What does she say to people who think the women's movement is dead?

"Look around. Buy eyeglasses. Open your ears!" she replies.

At a recent function at Yale University, young women seemed starstruck.

"She plants the seed - you can do this, you can change, look at things from a different perspective. And the world will open up," said one student.

"You can say, 'Wow, I am part of something. I am part of a movement,' when I thought it was me and my girlfriends in a room. And so, I'm going to walk away tonight thinking 'Wow,'" said another student.

That hasn't silenced the critics who think the women's movement has lost momentum.

Does she think the women's movement has lost a lot of power in the last 30 years?

"No, but I think that we've lost a lot of elections," she answers.

But isn't that the same thing?

"Not really. Let's make a distinction between public opinion polls and elections. Public opinion polls are very good on all the issues of special concern to women."

A CBS News poll appears to bear her out. A full 65% of all American women today say they are feminists who believe in social, political and economic equality of the sexes.

Women have changed, and so has Gloria Steinem.

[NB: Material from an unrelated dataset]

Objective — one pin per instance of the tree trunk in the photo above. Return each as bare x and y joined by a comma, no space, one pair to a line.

The woman who once thought marriage was demeaning has had a change of heart.

Gloria Steinem got married to human rights activist David Bale. She wore jeans to the wedding, with a flower in her hair.

Did she shock herself a little bit?

"Oh, I did. Absolutely. Yeah. We shocked ourselves, both of us. Neither one of us thought that we wanted to get married."

So what was it about Bale that made her say, 'I'm going to marry this guy'?

"It was something about me. I think. First of all, I was 66 years old. I was who I was. I no longer felt that I would have to give myself up in any way."

After waiting so long to marry, she was not prepared for what happened just three years later.

Her face changes when she talks about that. Three years after she married Bale, she lost him.

"I haven't got to that yet, actually, to thinking about losing him," she says. "I still see scenes in the hospital and things that happened to him in front of my face when I look at certain things."

Bale died after a year of fighting lymphoma of the brain.

"Maybe you never make peace with it," she says. "It just comes back. But it taught me an enormous amount. Even if I knew what was going to happen, I would have chosen to go through it with him."

She said once that losing her husband made her understand the difference between sadness and depression.

"Yes, because people would say to me, aren't you depressed? And I realized that in depression, nothing matters. And in sadness, everything matters. It makes everything poignant."

Today she lives alone, except for a stray dog that David and his son, actor Christian Bale, found on the streets of Los Angeles, and wonders, like we all do, where the time went.

"I can't believe it. It seems like someone else's age, not my age."